But this type of exercise was all stuff he had done before. He decided to rebuild himself from the inside out. Losing everything gave Doug a humility that was once beyond the comprehension of a cocky, top-level athlete. He realized there had to be other forces at work to explain his talent as well as his troubles. So every night he would come home, lock the doors to his house, and look inside himself. Ever the experimenter, he sampled philosophies of Eastern thought, meditation, the teachings of spiritual types from Ram Das to Jesus to Buddha, a substance or two.

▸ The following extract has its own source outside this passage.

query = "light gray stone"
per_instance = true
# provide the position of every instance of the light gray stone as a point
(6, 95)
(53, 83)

He listened to a lot of music, letting the sounds take his mind above and beyond.
"Just knocking it open, moving the walls back," Doug describes these solitary sessions. "And it kept getting bigger. As you know yourself more, you become more realized as to who you are: a perfect child of God. You realize that there are two forces governing everything: love and fear. You're either moving toward love or running from fear."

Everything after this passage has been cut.